At 10:04 AM 03/28/2006, Robert C. McFarlane wrote:

Has anyone seen a clear answer (including input-output aggregate energy balance) on whether a plug-in hybrid methanol (or ethanol) powered vehicle fleet would reduce emisisons in the US below Kyoto requirements?  (I realize that it depends on the fuel mixture, but for a range of mixtures, are there any analyses)?

Bud

Hi, Bud!

Fortunately, this is the kind of thing where sheer logic can get you very far. But it depends on some assumptions, which really need to be spelled out.

 

 

If the electricity generation does not generate CO2, there would be a substantial reduction in CO2 emissions. More precisely, to a high degree of accuracy, gross CO2 emissions would be multiplied by:

(1)  The ratio of CO2 per BTU of methanol or ethanol to the same for gasoline;

(2)  The miles per BTU of today’s average car divided by that of a hybrid;

(3)  The fraction of miles for which a plug-in driver would use the liquid fuel.

 

From what I have seen a reasonable guess would be:

1 * (1/2) * (1/2),

 

i.e. a reduction of gross CO2 by a factor of four.

 

Factor 1 I would look up in the Handbook of Chemistry and Physics if I were at home, but I would be surprised if it were not within about 10-20% of 1. (I actually did look it up about 20 years ago, when I ran EIA’s first carbon tax scenario, but memories do fade..)

Factor 2 depends on how good the hybrid is.

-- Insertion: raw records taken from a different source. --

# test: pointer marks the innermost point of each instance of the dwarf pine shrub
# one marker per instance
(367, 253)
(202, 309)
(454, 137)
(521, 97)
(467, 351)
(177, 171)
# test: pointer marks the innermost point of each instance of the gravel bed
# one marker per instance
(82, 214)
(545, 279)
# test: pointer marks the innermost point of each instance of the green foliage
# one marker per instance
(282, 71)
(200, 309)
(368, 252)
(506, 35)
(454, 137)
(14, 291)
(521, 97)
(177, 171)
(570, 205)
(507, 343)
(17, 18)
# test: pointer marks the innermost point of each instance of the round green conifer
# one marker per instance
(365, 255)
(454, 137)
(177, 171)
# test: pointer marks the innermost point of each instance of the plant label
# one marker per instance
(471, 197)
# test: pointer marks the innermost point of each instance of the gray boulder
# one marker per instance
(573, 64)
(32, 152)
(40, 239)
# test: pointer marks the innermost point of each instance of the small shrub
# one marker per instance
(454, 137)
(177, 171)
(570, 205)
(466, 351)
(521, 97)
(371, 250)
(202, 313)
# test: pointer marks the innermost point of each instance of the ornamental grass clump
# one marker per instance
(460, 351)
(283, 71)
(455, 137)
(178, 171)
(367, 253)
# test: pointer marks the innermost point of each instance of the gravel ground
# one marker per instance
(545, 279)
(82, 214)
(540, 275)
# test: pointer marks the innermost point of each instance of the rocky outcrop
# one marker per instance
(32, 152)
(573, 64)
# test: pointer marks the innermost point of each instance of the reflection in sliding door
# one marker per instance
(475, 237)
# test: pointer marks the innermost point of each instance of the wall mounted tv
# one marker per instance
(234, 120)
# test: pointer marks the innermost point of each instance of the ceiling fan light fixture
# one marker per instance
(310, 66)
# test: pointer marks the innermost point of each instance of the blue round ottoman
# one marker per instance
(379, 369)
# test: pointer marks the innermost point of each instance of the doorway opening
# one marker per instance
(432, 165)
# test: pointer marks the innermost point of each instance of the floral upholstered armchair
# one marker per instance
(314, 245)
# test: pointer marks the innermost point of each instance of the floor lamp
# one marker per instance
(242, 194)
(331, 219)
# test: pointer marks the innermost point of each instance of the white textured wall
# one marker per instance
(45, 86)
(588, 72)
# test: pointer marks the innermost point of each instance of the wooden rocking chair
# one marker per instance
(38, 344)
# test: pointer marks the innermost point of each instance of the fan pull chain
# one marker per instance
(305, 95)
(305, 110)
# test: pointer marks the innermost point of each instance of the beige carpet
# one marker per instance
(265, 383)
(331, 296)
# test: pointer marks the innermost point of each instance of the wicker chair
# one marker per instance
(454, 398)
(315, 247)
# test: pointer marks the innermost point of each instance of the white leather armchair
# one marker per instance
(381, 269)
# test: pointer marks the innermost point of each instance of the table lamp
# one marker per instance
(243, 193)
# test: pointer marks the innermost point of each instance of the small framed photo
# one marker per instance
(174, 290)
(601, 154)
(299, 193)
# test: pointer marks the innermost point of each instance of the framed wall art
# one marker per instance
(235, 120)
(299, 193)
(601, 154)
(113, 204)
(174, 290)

There has been hype in the press about the validity of the EPA mpg estimates, but I don’t think it is relevant here, for several reasons. (Above all, it applies equally to hybrid mpg and to conventional mpg, not changing the ratio much). For a best state of the art hybrid—today’s Toyota’s—one could actually compute an “average driving” ratio between the hybrid and the corresponding conventional car. Maybe that’s out there on the web somewhere already. (The gasoline engines in hybrids are very different in some ways from conventional gasoline engines, but for CO2, that’s captured in the mpg data.) I do hope that the rest of the world is closing in on Toyota’s advantage here. For Factor 3, the best data I know of is from IEEE Spectrum, May 2005, where they say it is a factor of two in ordinary use, IF we insist that the plug-in have a 10kwh battery at least, and a home recharger. (We do need standards for this.)

 

 

BUT:

This leaves out two very big factors:

1.   What about CO2 from electricity production?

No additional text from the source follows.